The orchestra performed these pieces with unrivaled precision and balance that is expected from an ensemble of their caliber. Their understanding of the intent and artistic view of the composers was tangible, as each detail of these pieces was treated with obvious care and focus. The pointillism and tone colour melody were performed extremely effectively, and the wide dynamic and expressive range supported and interpreted the compositions beautifully. At times, the balance and blend of the ensemble made it hard to tell who was playing, and, to some extent at times, even which instruments were being used at the time.
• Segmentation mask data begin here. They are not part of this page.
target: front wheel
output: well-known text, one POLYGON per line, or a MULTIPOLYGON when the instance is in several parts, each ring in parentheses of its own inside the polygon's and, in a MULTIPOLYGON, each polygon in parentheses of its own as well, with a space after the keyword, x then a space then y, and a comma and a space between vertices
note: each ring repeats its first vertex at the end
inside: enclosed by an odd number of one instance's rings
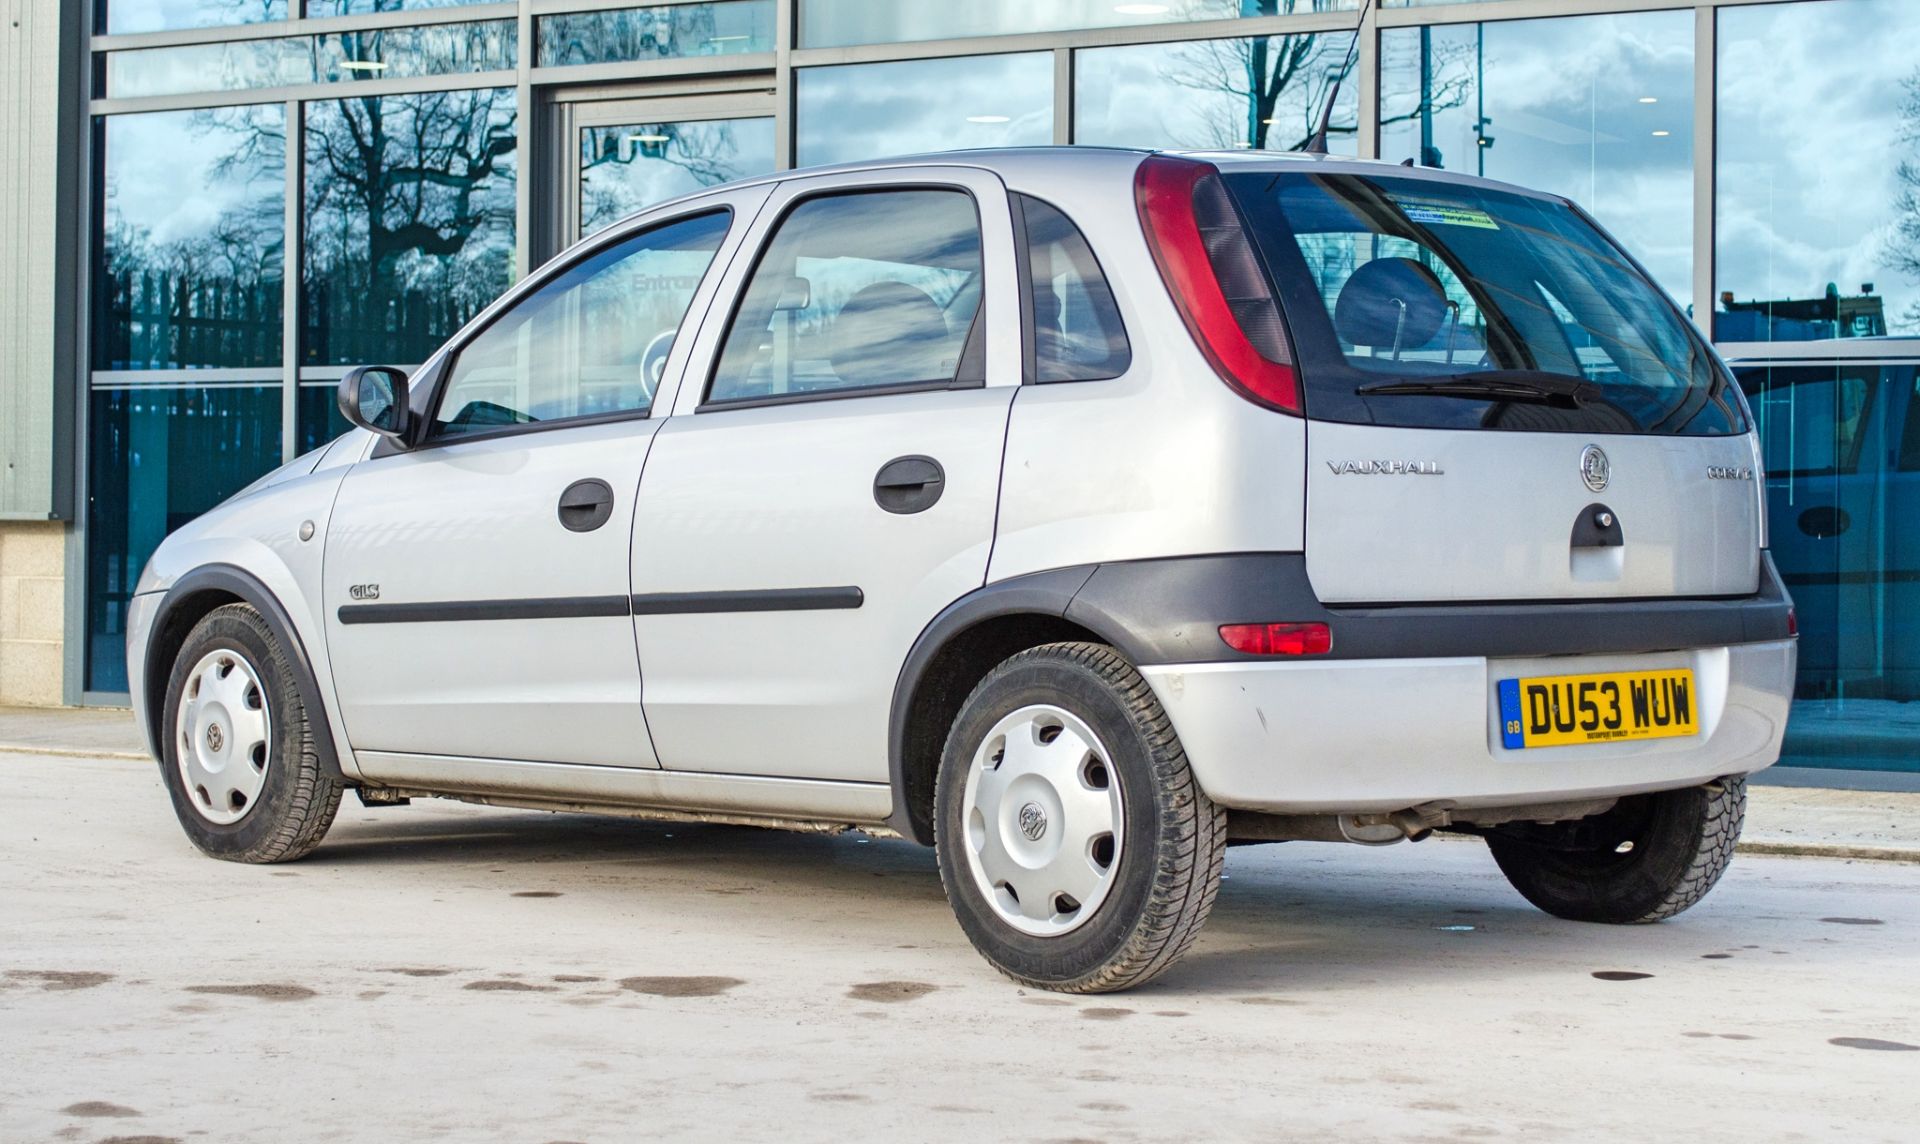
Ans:
POLYGON ((1744 776, 1629 795, 1605 814, 1496 827, 1487 847, 1529 902, 1557 918, 1631 925, 1707 896, 1733 860, 1747 814, 1744 776))
POLYGON ((246 604, 207 613, 167 681, 160 766, 174 815, 202 851, 289 862, 320 844, 340 808, 287 651, 246 604))
POLYGON ((1225 812, 1146 680, 1100 644, 1022 652, 974 688, 934 816, 961 928, 1038 988, 1104 993, 1157 976, 1219 890, 1225 812))

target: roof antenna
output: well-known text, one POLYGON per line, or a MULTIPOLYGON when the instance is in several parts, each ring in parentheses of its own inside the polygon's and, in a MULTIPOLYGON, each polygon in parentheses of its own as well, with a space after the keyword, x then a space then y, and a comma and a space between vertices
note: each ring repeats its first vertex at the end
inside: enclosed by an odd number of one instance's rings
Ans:
POLYGON ((1347 73, 1353 70, 1354 57, 1360 52, 1360 30, 1367 26, 1367 13, 1371 11, 1373 0, 1361 0, 1360 19, 1353 25, 1353 42, 1347 45, 1347 62, 1340 66, 1339 74, 1333 77, 1333 87, 1327 92, 1327 104, 1320 109, 1320 126, 1307 136, 1306 143, 1300 148, 1309 155, 1327 153, 1327 125, 1333 121, 1334 101, 1340 98, 1340 81, 1346 79, 1347 73))

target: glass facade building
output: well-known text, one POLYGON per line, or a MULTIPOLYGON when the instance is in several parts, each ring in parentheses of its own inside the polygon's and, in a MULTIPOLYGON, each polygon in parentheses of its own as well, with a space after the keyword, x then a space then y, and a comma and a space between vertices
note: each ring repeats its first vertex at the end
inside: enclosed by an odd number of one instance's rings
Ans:
POLYGON ((519 275, 742 176, 1297 147, 1560 192, 1734 362, 1799 600, 1790 761, 1920 769, 1920 4, 95 0, 75 698, 166 532, 519 275), (1349 47, 1355 46, 1349 68, 1349 47))

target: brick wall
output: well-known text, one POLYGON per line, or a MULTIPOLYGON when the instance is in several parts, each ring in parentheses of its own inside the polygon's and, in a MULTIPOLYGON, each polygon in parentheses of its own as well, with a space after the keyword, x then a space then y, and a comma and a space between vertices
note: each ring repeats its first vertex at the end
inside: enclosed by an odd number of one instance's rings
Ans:
POLYGON ((0 521, 0 704, 57 706, 66 526, 0 521))

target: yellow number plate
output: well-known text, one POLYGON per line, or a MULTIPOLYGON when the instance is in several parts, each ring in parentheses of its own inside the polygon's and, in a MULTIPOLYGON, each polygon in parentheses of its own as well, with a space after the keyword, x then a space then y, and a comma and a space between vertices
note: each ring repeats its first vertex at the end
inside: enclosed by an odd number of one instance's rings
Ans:
POLYGON ((1700 730, 1693 672, 1615 671, 1503 679, 1500 738, 1508 750, 1667 739, 1700 730))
This was undoubtedly intentional and appropriate for the repertoire, and it was done very well. The musicians as a group used tension and release to effectively “tease” the audience and keep us on the edge of our seats until the last moments of the explosive march at the end of Berg’s piece. The orchestra’s ability to travel between barely audible and intensely loud contributed to the constant tug of war sensation of the performance. The trust between Rattle and his ensemble was also impressive, as he gave them anywhere from very little direction to very specific direction, and they responded with precision in both cases. It was obvious that the ensemble and conductor knew both what the composer wanted and what the musicians in performance were trying to achieve.

In conclusion, this was a level of classical performance that I had yet to previously experience in Toronto, and very well could be the greatest level of musicianship I will ever see live in an orchestral setting.